Penn Hosts Screening of Alfred Leslie's Film 'The Cedar Bar'

PHILADELPHIA -- The University of Pennsylvania's Graduate School of Fine Arts will host a film screening of "The Cedar Bar" April 1 followed by a question-and-answer session with the filmmaker Alfred Leslie in Meyerson Hall B-1.

"The Cedar Bar" was originally created as a play based on the conversations that Leslie overheard at The Cedar Bar, a favorite haunt of abstract expressionists Barnett Newman, Willem De Kooning and Helen Frankenthaler and art critic Clement Greenberg. The film's tension is derived from the relationship between the people who create art and those who write about art.
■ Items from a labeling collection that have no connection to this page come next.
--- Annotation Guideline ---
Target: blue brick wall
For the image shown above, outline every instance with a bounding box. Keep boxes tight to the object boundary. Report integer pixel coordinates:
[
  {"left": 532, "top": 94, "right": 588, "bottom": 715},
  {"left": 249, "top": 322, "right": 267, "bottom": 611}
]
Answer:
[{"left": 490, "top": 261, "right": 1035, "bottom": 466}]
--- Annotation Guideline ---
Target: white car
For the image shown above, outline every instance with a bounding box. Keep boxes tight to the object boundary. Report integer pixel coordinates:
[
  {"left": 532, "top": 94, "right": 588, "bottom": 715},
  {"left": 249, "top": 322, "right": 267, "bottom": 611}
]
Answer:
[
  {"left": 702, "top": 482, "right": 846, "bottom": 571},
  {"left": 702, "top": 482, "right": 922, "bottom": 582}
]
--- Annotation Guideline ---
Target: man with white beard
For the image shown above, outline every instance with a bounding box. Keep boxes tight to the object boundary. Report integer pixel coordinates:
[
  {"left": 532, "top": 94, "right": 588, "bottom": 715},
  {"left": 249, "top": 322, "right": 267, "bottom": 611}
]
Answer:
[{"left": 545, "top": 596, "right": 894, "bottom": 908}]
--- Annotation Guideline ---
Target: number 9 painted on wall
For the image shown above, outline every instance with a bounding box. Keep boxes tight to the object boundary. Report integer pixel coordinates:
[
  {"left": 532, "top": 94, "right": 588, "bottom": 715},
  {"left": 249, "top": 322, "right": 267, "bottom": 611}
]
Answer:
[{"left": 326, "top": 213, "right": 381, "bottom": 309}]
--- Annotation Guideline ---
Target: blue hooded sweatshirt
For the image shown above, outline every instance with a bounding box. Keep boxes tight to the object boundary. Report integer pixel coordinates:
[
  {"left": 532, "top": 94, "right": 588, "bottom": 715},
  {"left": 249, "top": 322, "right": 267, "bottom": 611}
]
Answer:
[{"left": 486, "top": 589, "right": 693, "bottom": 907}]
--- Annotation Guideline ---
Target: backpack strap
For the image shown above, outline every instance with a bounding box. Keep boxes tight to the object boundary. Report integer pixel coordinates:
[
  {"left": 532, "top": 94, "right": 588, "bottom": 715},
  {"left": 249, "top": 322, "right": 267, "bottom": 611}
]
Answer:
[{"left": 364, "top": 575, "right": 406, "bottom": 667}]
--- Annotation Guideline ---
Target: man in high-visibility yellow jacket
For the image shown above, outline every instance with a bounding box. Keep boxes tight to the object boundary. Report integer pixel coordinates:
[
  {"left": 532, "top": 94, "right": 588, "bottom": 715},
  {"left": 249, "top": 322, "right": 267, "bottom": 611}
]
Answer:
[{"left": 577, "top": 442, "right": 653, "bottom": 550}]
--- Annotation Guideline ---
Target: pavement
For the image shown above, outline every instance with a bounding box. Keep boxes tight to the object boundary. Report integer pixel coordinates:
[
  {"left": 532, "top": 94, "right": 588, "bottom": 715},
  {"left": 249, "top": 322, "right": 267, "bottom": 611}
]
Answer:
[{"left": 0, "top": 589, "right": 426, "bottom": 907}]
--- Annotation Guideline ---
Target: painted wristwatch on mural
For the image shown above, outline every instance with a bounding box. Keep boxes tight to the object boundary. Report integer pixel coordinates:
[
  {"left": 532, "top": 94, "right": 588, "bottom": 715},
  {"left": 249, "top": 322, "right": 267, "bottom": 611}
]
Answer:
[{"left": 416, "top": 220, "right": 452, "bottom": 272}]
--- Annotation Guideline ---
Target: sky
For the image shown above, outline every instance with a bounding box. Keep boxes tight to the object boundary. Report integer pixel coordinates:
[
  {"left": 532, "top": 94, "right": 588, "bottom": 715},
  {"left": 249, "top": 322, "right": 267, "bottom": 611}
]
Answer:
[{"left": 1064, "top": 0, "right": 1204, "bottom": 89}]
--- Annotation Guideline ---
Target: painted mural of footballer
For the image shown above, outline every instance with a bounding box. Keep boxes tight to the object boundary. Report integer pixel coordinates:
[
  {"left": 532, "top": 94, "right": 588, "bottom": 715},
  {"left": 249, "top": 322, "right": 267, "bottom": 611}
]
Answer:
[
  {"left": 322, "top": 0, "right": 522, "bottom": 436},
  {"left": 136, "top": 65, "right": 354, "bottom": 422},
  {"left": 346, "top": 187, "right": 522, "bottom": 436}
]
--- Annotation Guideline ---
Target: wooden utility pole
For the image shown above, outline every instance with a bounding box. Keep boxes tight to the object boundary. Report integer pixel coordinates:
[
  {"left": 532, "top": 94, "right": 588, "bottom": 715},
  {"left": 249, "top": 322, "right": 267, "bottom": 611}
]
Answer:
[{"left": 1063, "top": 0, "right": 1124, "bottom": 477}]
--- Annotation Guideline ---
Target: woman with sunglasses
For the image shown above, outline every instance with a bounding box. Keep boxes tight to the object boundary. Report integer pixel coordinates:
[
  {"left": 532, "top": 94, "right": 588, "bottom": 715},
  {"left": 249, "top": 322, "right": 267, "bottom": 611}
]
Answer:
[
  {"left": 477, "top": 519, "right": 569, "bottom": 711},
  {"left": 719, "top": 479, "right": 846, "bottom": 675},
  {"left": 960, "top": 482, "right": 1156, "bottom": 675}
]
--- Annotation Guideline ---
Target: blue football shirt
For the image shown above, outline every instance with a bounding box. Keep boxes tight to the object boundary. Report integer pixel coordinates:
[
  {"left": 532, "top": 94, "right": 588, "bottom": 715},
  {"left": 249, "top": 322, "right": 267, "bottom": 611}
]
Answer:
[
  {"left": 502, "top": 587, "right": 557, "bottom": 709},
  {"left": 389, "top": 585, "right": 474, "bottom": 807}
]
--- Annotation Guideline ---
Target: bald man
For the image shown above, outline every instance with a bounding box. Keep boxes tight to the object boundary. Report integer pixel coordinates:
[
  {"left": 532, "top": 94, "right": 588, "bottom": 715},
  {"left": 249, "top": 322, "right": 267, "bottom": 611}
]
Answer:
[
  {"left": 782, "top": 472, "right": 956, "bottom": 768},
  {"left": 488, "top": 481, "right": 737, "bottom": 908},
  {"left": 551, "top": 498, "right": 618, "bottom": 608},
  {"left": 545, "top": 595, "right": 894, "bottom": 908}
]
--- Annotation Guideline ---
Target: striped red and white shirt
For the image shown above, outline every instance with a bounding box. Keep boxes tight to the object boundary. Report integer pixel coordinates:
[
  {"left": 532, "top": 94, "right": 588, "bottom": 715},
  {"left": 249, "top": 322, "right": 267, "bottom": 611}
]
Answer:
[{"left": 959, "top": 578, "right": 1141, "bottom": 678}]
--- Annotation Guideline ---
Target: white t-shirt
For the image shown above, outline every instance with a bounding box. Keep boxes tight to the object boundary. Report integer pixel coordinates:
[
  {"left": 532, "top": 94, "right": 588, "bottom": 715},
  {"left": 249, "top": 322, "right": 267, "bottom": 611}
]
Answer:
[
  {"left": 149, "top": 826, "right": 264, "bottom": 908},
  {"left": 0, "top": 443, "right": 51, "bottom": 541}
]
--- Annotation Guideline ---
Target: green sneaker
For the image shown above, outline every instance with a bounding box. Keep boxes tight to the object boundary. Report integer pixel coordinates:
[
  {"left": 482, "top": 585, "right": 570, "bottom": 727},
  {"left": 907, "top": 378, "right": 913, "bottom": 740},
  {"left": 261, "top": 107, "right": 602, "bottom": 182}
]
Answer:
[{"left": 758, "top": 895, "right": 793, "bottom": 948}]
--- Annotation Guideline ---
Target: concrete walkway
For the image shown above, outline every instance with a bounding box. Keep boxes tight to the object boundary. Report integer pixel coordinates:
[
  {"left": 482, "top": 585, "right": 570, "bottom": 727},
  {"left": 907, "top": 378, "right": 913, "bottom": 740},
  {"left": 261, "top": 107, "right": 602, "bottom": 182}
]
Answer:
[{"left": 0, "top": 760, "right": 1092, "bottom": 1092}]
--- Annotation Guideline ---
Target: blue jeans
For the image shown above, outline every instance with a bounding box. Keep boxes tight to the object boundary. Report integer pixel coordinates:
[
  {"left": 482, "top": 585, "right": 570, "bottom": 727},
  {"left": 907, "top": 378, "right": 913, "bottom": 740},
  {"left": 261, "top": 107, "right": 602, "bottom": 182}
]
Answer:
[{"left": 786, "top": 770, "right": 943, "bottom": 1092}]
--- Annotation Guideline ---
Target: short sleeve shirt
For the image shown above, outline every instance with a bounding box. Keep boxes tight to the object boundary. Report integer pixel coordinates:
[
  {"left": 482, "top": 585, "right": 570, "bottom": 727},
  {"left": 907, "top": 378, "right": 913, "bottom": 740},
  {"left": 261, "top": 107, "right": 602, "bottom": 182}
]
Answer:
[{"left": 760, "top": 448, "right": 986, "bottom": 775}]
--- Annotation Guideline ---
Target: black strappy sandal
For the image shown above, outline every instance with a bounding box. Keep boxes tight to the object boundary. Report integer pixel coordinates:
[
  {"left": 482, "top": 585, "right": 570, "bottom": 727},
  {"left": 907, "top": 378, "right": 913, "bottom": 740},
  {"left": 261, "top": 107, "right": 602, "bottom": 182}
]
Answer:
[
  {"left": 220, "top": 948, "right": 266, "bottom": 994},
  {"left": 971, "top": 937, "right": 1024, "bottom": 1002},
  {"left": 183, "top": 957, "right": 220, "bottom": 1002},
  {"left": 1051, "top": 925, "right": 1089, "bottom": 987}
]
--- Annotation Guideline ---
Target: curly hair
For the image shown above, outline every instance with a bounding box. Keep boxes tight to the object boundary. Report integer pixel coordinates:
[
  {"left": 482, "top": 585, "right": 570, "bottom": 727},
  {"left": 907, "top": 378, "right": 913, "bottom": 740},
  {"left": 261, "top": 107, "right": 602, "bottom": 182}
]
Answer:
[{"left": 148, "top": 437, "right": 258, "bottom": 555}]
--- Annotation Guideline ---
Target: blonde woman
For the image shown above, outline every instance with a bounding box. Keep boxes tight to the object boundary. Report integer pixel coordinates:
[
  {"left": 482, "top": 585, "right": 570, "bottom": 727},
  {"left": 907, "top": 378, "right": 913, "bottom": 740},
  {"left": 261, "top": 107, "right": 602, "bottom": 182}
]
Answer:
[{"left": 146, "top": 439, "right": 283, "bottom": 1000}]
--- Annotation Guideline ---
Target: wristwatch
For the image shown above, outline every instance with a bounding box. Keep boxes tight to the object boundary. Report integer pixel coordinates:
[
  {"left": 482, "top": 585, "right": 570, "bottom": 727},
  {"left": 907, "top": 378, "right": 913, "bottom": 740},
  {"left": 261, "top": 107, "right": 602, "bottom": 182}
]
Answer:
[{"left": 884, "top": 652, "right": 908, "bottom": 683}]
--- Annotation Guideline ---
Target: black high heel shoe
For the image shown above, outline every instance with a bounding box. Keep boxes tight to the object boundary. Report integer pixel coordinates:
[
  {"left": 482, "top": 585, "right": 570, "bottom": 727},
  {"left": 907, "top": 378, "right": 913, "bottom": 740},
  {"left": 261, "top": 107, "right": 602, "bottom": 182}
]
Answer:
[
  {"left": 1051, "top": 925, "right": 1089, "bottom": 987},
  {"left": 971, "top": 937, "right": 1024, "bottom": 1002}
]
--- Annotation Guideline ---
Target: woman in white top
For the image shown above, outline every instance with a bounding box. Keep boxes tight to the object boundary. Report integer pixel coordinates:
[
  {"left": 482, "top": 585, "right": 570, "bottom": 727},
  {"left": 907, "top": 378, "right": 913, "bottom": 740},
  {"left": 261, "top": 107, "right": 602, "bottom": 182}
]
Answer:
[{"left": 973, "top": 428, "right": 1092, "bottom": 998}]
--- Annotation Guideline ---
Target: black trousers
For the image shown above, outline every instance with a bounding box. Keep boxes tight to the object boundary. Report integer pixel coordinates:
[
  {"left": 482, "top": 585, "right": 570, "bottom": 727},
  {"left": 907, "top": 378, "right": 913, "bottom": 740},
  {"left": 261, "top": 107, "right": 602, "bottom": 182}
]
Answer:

"The Cedar Bar" was created using DIY desktop technologies spliced with dubs and edits of Hollywood films, television shows and newsreels that Leslie has collected. The film was stylistically influenced by the poetry of Ezra Pound.

"In Ezra Pound's cantos he would juxtapose his poems with unexpected events and fragments. This is something we do today when we are surfing channels on a television. There's a multitude of voices and characters," Leslie said.

Leslie's film adds to the growing cultural narrative of the abstract expressionist art movement that was taking place in New York during the 1950s.